A demonstration at IMS 2018 shows how a beam can stay focused on a target even as the antenna rotates or the target moves.
5G will ultimately become a combination of many technologies. The New Radio, commonly known as 5GNR, will incorporate 64QAM and 256QAM modulations. Another significant aspect is beam steering, which is making progress with new ICs and antennas.
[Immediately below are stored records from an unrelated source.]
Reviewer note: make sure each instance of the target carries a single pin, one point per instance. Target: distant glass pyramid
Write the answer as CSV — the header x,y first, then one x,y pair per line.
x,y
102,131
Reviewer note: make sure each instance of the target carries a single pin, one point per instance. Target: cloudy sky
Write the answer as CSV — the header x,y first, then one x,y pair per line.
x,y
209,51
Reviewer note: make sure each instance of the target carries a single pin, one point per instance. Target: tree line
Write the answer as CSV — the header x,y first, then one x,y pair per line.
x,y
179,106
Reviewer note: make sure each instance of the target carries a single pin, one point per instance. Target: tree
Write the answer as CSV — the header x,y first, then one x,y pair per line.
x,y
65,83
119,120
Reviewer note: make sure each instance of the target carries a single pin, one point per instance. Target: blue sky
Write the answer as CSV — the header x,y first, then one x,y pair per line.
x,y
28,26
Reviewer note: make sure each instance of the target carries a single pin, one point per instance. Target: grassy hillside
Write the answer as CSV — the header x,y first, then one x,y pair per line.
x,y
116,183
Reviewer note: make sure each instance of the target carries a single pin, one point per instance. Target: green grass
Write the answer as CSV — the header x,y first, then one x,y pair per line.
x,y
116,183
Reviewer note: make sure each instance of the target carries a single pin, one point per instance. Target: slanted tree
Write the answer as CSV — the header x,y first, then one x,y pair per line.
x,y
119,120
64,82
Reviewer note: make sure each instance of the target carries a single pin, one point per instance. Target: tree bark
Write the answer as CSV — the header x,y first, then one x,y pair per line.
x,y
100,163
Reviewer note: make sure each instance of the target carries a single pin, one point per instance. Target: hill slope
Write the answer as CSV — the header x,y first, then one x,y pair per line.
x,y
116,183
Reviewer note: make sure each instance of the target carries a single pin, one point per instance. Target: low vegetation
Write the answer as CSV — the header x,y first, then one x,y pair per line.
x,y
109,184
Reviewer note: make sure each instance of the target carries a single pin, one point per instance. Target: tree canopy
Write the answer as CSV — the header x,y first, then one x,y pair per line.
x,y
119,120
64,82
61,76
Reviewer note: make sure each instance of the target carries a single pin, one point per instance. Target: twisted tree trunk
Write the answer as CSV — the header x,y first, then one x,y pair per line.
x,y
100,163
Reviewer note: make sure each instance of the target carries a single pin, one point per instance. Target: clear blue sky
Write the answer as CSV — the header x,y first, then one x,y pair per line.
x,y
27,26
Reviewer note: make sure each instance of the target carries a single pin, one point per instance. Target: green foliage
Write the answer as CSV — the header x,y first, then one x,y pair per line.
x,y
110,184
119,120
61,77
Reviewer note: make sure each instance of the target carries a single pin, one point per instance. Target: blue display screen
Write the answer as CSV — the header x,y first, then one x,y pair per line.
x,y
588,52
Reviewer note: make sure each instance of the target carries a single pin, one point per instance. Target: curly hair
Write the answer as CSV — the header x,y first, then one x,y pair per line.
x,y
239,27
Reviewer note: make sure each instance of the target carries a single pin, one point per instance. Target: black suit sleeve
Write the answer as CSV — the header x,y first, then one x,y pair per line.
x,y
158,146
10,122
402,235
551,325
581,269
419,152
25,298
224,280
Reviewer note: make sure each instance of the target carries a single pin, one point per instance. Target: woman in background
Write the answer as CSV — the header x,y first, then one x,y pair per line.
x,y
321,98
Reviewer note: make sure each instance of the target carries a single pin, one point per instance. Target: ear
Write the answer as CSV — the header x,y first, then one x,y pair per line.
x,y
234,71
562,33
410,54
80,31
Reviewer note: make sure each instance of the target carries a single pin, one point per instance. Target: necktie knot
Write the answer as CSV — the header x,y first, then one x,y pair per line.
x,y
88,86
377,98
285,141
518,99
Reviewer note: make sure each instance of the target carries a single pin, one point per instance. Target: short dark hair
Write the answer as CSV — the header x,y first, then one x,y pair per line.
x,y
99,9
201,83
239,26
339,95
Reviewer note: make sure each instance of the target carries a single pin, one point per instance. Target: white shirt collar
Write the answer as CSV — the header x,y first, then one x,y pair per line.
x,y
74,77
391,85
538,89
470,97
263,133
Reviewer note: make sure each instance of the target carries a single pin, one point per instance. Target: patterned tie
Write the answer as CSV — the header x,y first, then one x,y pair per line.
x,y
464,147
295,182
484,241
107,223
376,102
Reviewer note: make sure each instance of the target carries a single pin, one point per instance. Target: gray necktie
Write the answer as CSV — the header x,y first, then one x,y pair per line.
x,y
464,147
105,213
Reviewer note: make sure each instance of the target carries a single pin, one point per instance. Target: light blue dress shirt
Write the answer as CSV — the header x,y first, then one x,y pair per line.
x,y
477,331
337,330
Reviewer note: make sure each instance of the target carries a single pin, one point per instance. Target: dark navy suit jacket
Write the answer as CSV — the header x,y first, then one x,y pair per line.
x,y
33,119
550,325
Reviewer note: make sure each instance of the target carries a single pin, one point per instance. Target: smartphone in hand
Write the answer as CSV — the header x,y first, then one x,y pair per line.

At the 2018 International Microwave Symposium in Philadelphia, Keysight Technologies teamed with Anokiwave and Ball Aerospace to show a real beam-steering system. Anokiwave and Ball Aerospace have developed a series of phased-array antennas driven by Anokiwave ICs. In the video below, you can see the antenna rotate ±30° from boresight, the point at which the antenna array is pointed directly at the receiver. Because the beam steering is synchronized with the transmit antenna angle, the received power remains constant.
The array antenna in Figure 1 consists of 256 antennas arranged in a 16×16 grid. The antenna array transmitted a 64QAM data signal at 28 GHz.
Using analog beam steering, the array consists of 64 Anokiwave AWMF-0108 quad-core ICs, where each IC drives four antenna elements. The antenna can form a single steerable beam using all 256 elements or four independently steerable beams where each beam uses 64 elements.
In analog (also called RF) beam steering (Figure 2), a single ADC provides the signal for eight antennas. While analog beam steering minimizes the number of ADCs, problems such as phase shift, RMS phase error, and RMS amplitude error as a function of frequency must be carefully managed. Plus, all of the signal processing—phase shifting and signal attenuation/amplification—must take place at the antenna, making it practical only with highly-integrated silicon IC technology. Analog beam steering provides no flexibility in the number of beams that can be formed.
A full-digital signal chain uses a dedicated ADC/DAC pair per antenna. While that provides the most beam forming flexibility, it’s also impractical. The high cost of the ADCs and excessive heat they generate also make digital beam steering impractical for high frequency antennas where the spacing between antenna elements is very small. Thus, a hybrid approach is taking hold. Figure 3 shows the same eight antennas from Figure 2 driven by two ADCs handling four antennas each. This approach is popular because it allows good beam forming flexibility without the challenges of digital beam forming.
Figure 4 shows a block diagram of the AWMF-0108. Anokiwave’s Logan Minard explained the signal chains in a phone call following the Microwave Symposium. “Common” refers not to a common signal return, but to the ADC and DAC circuits included in the transmit and receive signal chains, respectively. Analog signals from the ADCs go to Wilkinson power dividers followed by amplitude and phase control and a power amplifier (PA). Another switch connects the signal to the antenna.
On the receive side, Minard explained, the received signal first comes through a low-noise amplifier (LNA), then through a Wilkinson Combiner and temperature compensator, which adjusts signal gain based on temperature.
In the demonstration shown at the Microwave Symposium, the beam steers ±30° from boresight, though the array is capable of steering up to ±60° from boresight. “Once you get beyond 60 degrees from boresight,” said Minard, “excessive scan loss occurs making the antenna gain drop below acceptable levels.” The screen image in Figure 5 shows all of the side lobes of the transmitted signal for the antenna array.